The same wealth-management engagement produced the other number I keep quoting: once the tool contracts were fixed, a mid-tier model matched the premium model’s accuracy on our gold set at roughly 1/13th the cost, with tool-skip rates measured rather than assumed. Bad specs do not just cause failures. They silently inflate your model bill, because the expensive model’s extra capability was being spent compensating for contracts the cheap model could have executed if they had been written properly.

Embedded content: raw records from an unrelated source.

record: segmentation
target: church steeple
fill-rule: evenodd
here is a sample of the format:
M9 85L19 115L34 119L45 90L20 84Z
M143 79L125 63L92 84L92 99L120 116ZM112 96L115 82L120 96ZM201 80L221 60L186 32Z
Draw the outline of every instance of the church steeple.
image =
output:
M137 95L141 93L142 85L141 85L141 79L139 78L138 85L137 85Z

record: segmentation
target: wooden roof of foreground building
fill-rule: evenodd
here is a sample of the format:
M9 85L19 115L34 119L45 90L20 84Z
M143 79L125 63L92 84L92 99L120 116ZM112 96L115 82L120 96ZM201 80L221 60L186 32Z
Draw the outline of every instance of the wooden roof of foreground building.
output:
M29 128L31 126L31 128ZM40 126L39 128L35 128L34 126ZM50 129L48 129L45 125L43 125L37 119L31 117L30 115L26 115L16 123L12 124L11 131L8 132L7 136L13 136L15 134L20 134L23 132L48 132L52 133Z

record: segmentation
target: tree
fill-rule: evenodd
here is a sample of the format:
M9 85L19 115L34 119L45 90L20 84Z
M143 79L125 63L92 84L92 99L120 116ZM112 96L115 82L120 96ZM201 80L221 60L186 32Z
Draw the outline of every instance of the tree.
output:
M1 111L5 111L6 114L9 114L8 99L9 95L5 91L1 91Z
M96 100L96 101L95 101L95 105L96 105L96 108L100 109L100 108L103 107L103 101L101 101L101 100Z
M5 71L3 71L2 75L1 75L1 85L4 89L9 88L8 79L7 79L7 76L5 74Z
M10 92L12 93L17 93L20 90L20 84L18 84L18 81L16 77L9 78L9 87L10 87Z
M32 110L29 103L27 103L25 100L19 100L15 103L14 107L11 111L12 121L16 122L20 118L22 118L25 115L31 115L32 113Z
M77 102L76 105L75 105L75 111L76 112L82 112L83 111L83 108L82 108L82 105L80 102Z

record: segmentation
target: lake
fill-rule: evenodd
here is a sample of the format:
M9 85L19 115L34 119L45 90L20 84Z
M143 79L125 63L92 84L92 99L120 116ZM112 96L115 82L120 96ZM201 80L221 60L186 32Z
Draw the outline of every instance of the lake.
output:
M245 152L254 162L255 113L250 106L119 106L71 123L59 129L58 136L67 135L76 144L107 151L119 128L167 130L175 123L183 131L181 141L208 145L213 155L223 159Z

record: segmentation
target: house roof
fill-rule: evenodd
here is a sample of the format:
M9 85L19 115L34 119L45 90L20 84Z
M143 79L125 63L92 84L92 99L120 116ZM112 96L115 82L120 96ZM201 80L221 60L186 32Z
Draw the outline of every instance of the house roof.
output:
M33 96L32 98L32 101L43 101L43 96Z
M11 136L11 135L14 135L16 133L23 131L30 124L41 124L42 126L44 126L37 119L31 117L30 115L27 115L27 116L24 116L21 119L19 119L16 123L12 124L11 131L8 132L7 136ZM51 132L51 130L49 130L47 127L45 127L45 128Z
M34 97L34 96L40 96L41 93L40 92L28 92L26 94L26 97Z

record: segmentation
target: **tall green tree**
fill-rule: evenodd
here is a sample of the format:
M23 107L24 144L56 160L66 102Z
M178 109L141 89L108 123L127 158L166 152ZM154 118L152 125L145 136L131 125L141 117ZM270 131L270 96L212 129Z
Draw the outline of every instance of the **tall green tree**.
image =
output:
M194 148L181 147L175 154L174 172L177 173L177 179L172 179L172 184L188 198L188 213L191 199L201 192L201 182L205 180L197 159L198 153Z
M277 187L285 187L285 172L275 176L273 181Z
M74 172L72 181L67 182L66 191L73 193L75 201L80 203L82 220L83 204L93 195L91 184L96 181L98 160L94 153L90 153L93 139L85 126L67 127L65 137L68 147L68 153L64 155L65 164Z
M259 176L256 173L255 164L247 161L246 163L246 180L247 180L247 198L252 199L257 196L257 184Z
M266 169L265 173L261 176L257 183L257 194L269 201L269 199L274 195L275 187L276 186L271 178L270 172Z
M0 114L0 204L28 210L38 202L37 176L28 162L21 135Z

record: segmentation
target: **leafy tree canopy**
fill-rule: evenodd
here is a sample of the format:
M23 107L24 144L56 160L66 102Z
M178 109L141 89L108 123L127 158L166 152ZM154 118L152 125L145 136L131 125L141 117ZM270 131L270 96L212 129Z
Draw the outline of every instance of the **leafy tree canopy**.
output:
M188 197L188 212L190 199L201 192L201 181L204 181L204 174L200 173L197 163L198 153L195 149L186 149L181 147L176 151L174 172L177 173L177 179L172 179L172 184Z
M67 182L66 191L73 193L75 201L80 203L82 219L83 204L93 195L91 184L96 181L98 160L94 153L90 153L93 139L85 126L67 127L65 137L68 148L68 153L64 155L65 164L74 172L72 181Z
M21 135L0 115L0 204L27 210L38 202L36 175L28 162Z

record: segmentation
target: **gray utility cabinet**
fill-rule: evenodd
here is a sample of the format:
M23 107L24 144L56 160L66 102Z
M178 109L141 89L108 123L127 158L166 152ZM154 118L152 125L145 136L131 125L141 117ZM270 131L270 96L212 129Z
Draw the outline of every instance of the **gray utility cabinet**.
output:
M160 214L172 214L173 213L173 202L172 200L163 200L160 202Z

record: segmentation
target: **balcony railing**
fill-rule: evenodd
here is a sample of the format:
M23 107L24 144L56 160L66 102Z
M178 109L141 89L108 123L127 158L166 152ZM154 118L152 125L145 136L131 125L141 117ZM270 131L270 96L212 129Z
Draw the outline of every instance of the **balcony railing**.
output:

What I would still do differently: my gold sets are replayed conversations, not live users, and real users phrase requests in ways that stress tool selection harder than curated tasks do. Skip rates in production sit above eval skip rates for every agent I have shipped. Treat the eval number as a lower bound and keep sampling production traces against the same taxonomy.

The one-paragraph version

Most tool-call failures in production agents are spec defects, not model defects: skips, wrong-tool selections, malformed arguments, hallucinated arguments, and premature answers all trace back to contracts written for developers instead of for the model that actually reads them. Fix the contract: one job per tool with no overlapping neighbors, behavior-oriented descriptions with explicit when-to-use and when-not-to-use clauses, constraints expressed as enums, formats, and ranges in the schema rather than prose, an honest required array, at least one example, deterministic error codes an agent can branch on, and verb-object names free of internal jargon. Lint all of that deterministically in CI (my open-source Tool Credit Score does it, 0 to 100 with auto-fix) because reproducible scores beat LLM-judged reviews for gating, then prove the semantic fixes with evals by measuring per-tool skip rates before and after. In my enterprise eval work, that loop cut a 20-plus percent tool-skip rate to low single digits without touching the model or the system prompt, and it is the reason a mid-tier model matched a premium one at roughly 1/13th the cost.